Indonesia, the host of the 60th Asian-African Conference Commemoration (AACC), did not invite every country on the Asian and African continents to the event, says a senior envoy.

“We didn’t invite all countries in Asia and Africa. We sent the invitations based on the United Nations member list, except Israel,” the Indonesian Foreign Ministry’s director for African affairs, Lasro Simbolon, told The Jakarta Post recently.

In Asia, we have Taiwan, which is not a UN member. China claims Taiwan as its territory and calls it a renegade province, while Taiwan claims it is a sovereign and democratic state. Due to its “One China Policy”, Indonesia does not have diplomatic relations with Taiwan despite good economic relations. Taiwan is not a member of the UN.

“We didn’t receive an invitation to the Asian-African Conference,” said Tseng Wei-ming, director of the press information division at the Taipei Economic and Trade Office in Jakarta recently.

Regarding Israel, though it is a member of the UN, Indonesia does not have diplomatic relations because of the Palestinian issue. In 1955, the conference’s five cohosts — Indonesia, India, Pakistan, Sri Lanka and Burma (now Myanmar) — did not invite Israel to the first Asian-African conference. They also did not invite South Korea, North Korea, Taiwan or Mongolia.

One of the main objectives of the Bandung Conference was to boost the spirit of oppressed people in Asia and Africa and promote solidarity among nations. Almost all countries in Asia and Africa have become independent states during the last six decades.

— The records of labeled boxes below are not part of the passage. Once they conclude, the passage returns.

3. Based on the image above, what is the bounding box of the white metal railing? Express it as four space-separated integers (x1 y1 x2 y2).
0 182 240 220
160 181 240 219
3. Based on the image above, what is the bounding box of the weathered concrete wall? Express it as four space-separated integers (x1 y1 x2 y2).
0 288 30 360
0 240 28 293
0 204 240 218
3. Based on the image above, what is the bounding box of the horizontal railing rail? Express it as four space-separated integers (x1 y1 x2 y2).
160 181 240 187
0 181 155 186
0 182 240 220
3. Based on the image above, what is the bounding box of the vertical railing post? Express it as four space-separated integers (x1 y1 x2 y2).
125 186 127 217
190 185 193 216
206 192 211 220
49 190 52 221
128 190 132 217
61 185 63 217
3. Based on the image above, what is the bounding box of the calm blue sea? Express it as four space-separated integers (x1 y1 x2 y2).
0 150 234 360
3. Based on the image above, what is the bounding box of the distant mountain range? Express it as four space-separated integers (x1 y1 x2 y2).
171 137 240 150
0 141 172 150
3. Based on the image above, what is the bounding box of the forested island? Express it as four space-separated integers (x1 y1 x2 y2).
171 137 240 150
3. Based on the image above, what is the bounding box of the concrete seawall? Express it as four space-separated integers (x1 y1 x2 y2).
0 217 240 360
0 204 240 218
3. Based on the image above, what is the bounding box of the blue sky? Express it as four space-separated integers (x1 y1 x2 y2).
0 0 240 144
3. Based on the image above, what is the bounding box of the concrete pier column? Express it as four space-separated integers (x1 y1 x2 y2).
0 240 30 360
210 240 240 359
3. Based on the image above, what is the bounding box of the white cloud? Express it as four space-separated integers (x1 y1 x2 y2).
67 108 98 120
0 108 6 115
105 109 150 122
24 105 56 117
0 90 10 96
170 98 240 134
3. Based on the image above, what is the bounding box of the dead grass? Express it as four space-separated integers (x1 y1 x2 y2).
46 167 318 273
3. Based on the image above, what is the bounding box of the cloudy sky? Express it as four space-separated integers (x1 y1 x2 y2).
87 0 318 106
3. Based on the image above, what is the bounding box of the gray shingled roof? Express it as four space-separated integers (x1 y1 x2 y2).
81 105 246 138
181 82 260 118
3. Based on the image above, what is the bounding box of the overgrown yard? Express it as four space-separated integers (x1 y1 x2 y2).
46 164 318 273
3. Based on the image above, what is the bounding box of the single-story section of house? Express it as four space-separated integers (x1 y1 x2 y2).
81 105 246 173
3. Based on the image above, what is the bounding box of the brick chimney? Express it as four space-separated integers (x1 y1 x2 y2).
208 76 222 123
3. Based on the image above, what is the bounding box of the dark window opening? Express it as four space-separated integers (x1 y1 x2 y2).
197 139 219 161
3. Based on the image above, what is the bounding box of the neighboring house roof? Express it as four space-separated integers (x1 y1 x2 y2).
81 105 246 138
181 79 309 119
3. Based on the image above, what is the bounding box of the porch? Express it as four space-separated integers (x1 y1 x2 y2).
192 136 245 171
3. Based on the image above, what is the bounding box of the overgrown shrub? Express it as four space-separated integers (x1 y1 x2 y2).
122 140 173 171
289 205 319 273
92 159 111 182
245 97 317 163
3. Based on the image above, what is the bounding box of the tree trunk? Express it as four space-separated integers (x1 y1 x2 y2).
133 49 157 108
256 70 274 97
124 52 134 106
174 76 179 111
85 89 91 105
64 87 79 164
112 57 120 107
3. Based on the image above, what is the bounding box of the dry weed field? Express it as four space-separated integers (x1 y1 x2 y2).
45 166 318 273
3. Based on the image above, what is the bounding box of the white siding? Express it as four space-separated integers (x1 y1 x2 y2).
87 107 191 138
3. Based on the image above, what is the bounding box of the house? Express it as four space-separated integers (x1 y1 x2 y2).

Unfortunately, Palestinians are still suffering under Israeli occupation and fighting for independence. In 1955, a group of delegates from Jerusalem attended the Bandung Conference and the Palestinian issue was raised at that event, which was attended by 29 countries, including six from Africa. The six African countries were Egypt, Sudan, Libya, Gold Coast (now Ghana), Liberia and Ethiopia.

During the commemoration of 50 years of the Bandung Conference, held in 2005 in Jakarta, the Palestinian issue was raised but brought no ending to the suffering of Palestinians. This time, 60 years since the Bandung conference, Indonesia, a strong supporter of the Palestinian state, included the Palestinian issue on the agenda of the AACC.

In the case of Western Sahara (officially named Saharawi Arab Democratic Republic), it is completely a different case. Western Sahara is not a member of the UN but a member of the African Union. Morocco, a North African state, says the Western Sahara region is an integral part of Morocco and fully controls the region while a leftist rebel group called the Polisario Front claims that Morocco illegally occupied the entire region of Western Sahara after the Spanish left the area in the 1970s.

With the full support of Algeria, which has a rivalry with Morocco, Polisario established a government in exile inside Algerian territory. Negotiations under the auspices of the UN have been going on for decades to find a peaceful solution to the problem.

Since Western Sahara is not a UN member, Indonesia did not invite Western Sahara for the AACC.

Surprisingly, South Africa — the economic powerhouse of Africa — was not invited to Bandung in 1955 because it was still under the rule of the apartheid regime. But it became a cohost of the 2005 Asian-African Conference.

In an effort to boost South-South cooperation, Indonesia has invited many countries and organizations that do not belong to Asia or Africa to the AACC this year.